A baby girl is brought to the office because her mother is concerned over the growing strawberry hemangioma on her face. Her mother is reassured that most of these childhood hemangiomas regress over time and that there is no need for immediate treatment (Figure 109-1).
Strawberry hemangioma on the face causing no functional problems. Treatment is reassurance and watchful waiting. (Courtesy of Richard P. Usatine, MD.)
Hemangiomas are the most common benign tumors of infancy. They can be problematic if they block vision or interfere with any vital function. Most hemangiomas are small and of cosmetic concern only.
Infantile hemangiomas, angiomas. Strawberry hemangiomas are also called superficial hemangiomas of infancy. Cavernous hemangiomas are also called deep hemangiomas of infancy.
Early lesions may be subtle, resembling a scratch or bruise, or alternatively may look like a small patch of telangiectasias or an area of hypopigmentation. Hemangiomas can start off as a flat red mark, but as proliferation ensues, it grows to become a spongy mass protruding from the skin. The earliest sign of a hemangioma is blanching of the involved skin with a few fine telangiectasias followed by a red macule. Rarely, a shallow ulceration may be the first sign of an incipient hemangioma.1 Hemangiomas are typically diagnosed based on appearance, rarely warranting further diagnostic tests.
Hemangiomas may be superficial, deep, or a combination of both. Superficial hemangiomas are well defined, bright red, and appear as nodules or plaques located above clinically normal skin (Figures 109-1, 109-2, 109-3). Deep hemangiomas are raised flesh-colored nodules, which often have a bluish hue and feel firm and rubbery (Figure 109-4).
Strawberry hemangioma present since birth on the face of a 22-month-old girl. Although it is close to her eye, her vision has never been occluded. She has been followed by ophthalmology and no active treatment was recommended. The hemangioma grew larger during the first year of life and is now beginning to involute without treatment. (Courtesy of Richard P. Usatine, MD.)

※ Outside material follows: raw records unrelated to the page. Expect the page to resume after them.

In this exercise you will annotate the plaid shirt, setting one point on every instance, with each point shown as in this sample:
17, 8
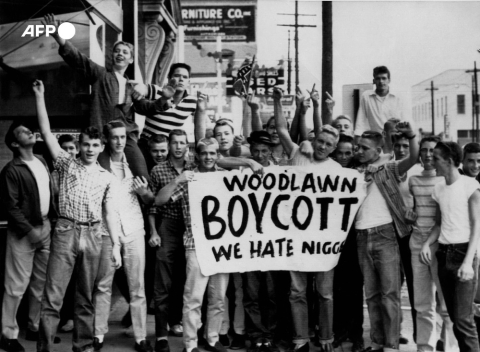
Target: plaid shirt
387, 180
161, 175
180, 194
82, 191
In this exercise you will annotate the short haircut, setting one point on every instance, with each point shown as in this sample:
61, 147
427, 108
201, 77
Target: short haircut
67, 138
129, 45
112, 125
344, 138
451, 150
204, 142
10, 135
156, 139
179, 65
374, 136
330, 130
341, 117
381, 70
471, 148
177, 132
91, 132
223, 122
434, 139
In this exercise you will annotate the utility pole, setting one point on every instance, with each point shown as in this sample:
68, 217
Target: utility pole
431, 89
475, 92
327, 59
296, 26
289, 67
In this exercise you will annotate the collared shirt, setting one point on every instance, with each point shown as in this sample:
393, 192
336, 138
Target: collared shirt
374, 111
161, 175
180, 194
82, 191
127, 205
387, 180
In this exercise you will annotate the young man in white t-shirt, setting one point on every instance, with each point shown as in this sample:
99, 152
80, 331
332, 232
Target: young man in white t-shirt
457, 229
323, 145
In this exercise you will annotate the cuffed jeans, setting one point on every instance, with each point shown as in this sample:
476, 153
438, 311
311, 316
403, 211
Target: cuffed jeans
133, 256
169, 275
239, 312
379, 257
459, 295
25, 267
73, 246
298, 303
260, 303
426, 283
195, 287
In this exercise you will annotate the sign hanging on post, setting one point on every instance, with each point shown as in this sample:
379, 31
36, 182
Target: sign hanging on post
288, 219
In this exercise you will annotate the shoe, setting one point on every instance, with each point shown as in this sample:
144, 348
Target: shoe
162, 346
403, 340
11, 345
224, 340
143, 346
238, 342
218, 347
326, 347
97, 345
68, 326
176, 330
31, 335
357, 346
128, 332
304, 348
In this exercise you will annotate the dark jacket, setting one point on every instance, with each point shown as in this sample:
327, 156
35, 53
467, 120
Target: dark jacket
104, 105
19, 195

Deep (cavernous) hemangioma on the arm in a 9-month-old child. Treatment is watchful waiting. (Courtesy of Richard P. Usatine, MD.)
Most are clinically insignificant unless they impinge on vital structures, ulcerate, bleed, incite a consumptive coagulopathy, or cause high output cardiac failure or structural abnormalities. Blocking vision is a common reason needed for treatment (Figure 109-2).
Anywhere on the body, most often on the face, scalp, back, or chest.
Most hemangiomas of infancy do not need imaging. If the hemangioma is very large, deep or undefined, MRI with and without IV gadolinium helps delineate the location and extent of the hemangioma while also differentiating them from high flow vascular lesions, like arteriovenous malformations.1 Ultrasound is a useful tool to differentiate hemangiomas from other subcutaneous structures such as cysts and lymph nodes as well as from other soft-tissue masses.1
Plain radiography may be useful for evaluating hemangiomas that impinge on an airway.1
Biopsies are rarely needed and can be risky because vascular lesions may bleed profusely. If a biopsy is being considered, it might be best to refer to a specialist.
Watchful waiting and serial observations during well-child examinations are recommended for uncomplicated hemangiomas of infancy. Hemangiomas with complicating factors need close follow-up on an individual basis.
Hemangiomas are benign and not cancer. They are common and up to 1 in 10 white babies will have one. Most hemangiomas will go away spontaneously and not need treatment. For those needing treatments, there are new treatments that are safe and effective (oral propranolol and topical timolol).